Cevap: Açıklamalı Risale Dersleri 53 - Dünya Lezzet ve Ücret ve Mükâfat Yeri Değildir
[NOT]Evet, ibadet iki kısımdır: bir kısmı müsbet, diğeri menfi. Müsbet kısmı malûmdur. Menfi kısmı ise, hastalıklar ve musibetlerle, musibetzede zaafını ve aczini hissedip, Rabb-i Rahîmine ilticâkârâne teveccüh edip, Onu düşünüp, Ona yalvarıp hâlis bir ubudiyet yapar. Bu ubudiyete riyâ giremez, hâlistir. Eğer sabretse, musibetin mükâfâtını düşünse, şükretse, o vakit herbir saati bir gün ibadet hükmüne geçer. Kısacık ömrü uzun bir ömür olur. Hattâ bir kısmı var ki, bir dakikası bir gün ibadet hükmüne geçer. Hattâ bir âhiret kardeşim, Muhacir Hafız Ahmed isminde bir zâtın müthiş bir hastalığına ziyade merak ettim. Kalbime ihtar edildi: “Onu tebrik et. Herbir dakikası bir gün ibadet hükmüne geçiyor.” Zaten o zat sabır içinde şükrediyordu.[/NOT]

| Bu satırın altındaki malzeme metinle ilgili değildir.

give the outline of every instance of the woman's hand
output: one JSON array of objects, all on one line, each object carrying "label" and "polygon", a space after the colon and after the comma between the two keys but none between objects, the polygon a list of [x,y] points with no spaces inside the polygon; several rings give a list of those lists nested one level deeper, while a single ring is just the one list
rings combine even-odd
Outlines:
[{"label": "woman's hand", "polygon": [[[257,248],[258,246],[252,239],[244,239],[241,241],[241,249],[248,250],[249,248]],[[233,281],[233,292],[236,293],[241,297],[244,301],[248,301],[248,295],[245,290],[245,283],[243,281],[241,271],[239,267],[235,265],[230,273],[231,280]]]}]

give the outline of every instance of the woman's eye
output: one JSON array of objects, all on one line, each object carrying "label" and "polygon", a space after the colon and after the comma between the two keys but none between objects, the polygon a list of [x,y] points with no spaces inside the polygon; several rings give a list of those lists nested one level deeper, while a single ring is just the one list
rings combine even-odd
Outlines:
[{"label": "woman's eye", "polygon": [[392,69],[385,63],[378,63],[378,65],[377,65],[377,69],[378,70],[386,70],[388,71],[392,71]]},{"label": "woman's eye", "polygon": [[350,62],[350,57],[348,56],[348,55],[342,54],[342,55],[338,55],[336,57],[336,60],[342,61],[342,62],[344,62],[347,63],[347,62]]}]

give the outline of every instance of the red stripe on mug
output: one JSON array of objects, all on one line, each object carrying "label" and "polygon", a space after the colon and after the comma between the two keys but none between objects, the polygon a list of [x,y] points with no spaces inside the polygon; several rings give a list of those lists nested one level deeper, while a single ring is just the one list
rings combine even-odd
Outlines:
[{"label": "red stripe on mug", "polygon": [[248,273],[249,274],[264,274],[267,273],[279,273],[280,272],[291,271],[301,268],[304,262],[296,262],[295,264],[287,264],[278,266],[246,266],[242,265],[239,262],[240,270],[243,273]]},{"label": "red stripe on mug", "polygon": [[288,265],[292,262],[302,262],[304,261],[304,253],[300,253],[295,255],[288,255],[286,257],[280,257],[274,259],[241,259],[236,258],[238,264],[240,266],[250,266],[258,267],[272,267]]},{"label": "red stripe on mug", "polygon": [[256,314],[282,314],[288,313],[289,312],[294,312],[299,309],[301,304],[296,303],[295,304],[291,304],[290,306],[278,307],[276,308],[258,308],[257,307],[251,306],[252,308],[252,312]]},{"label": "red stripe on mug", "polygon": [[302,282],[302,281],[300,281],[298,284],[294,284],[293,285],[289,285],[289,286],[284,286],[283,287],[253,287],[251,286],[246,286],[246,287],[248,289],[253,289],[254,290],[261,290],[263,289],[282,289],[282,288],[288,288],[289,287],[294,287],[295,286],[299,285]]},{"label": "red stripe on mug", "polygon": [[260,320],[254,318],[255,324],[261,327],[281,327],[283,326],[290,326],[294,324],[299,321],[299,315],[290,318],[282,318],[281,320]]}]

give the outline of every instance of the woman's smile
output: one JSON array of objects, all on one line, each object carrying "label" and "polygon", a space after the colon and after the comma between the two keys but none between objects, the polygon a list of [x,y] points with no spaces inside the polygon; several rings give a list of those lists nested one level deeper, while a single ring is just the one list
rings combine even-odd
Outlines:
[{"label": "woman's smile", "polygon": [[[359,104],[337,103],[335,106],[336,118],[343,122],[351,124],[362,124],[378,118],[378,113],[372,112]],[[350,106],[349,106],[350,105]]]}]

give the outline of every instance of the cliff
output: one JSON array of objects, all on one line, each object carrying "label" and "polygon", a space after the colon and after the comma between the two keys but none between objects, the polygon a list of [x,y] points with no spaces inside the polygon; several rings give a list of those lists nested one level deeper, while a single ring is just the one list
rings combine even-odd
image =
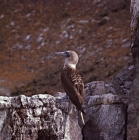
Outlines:
[{"label": "cliff", "polygon": [[[133,62],[117,73],[110,82],[94,81],[85,84],[84,126],[78,119],[74,106],[72,114],[67,114],[69,101],[60,100],[64,93],[59,92],[55,97],[47,94],[31,97],[1,96],[1,139],[139,140],[138,7],[138,1],[131,0]],[[113,11],[116,9],[112,8]]]}]

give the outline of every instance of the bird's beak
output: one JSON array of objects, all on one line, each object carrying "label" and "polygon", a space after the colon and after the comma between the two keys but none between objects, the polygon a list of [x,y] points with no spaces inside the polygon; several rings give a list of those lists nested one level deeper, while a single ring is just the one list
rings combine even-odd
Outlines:
[{"label": "bird's beak", "polygon": [[62,56],[66,56],[65,52],[54,52],[54,54],[56,54],[56,55],[62,55]]}]

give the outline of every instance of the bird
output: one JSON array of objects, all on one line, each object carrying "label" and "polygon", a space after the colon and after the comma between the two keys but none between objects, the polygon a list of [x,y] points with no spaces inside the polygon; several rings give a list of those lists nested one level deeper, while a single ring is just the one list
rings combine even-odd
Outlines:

İbadetleri ikiye ayırıyor Üstad Hazretleri. Müsbet ve menfi ibadetler. Müsbet olanlar bildiğimiz namaz, oruç, hac, zekat vs. ibadetlerdir. Menfi ibadetler ise musibet ve hastalıklardır. Ki hastalıklar ve musibetler tabiri caizse, birden bire gözümüzün açılmasına sebeb olurlar. Küçücük cesedimizle yerine göre dünyaya meydan okuyoruz. Musibetler ise zaaflarımızı, acizimiz hatırlatıyor bize. Allah cc. izin vermezse bir parmağımızı bile kıpırdatamayacağımızı anlıyoruz. Hastalık veya musibeti tam hissederek yaşadığımızdan yapmacıklığa ve riyakarlığa meydan bulamıyoruz. Oysa rahat ve lezzet içinde yaptığımız ibadetlerin birçoğundan gafiliz. Musibetler samimi hal takınmamıza ve samimi bir dil ile Allah'a yalvarmamıza vesile oluyorlar. Günahlardan uzaklaşıp, Allah'a cc. yaklaşmamıza vesile oluyorlar. Bunun gibi musibetlerin ve hastalıkların daha birçok faydalarını ve güzel neticelerini düşünürsek, kısacık ömrümüz meyvedar olacaktır inşaallah.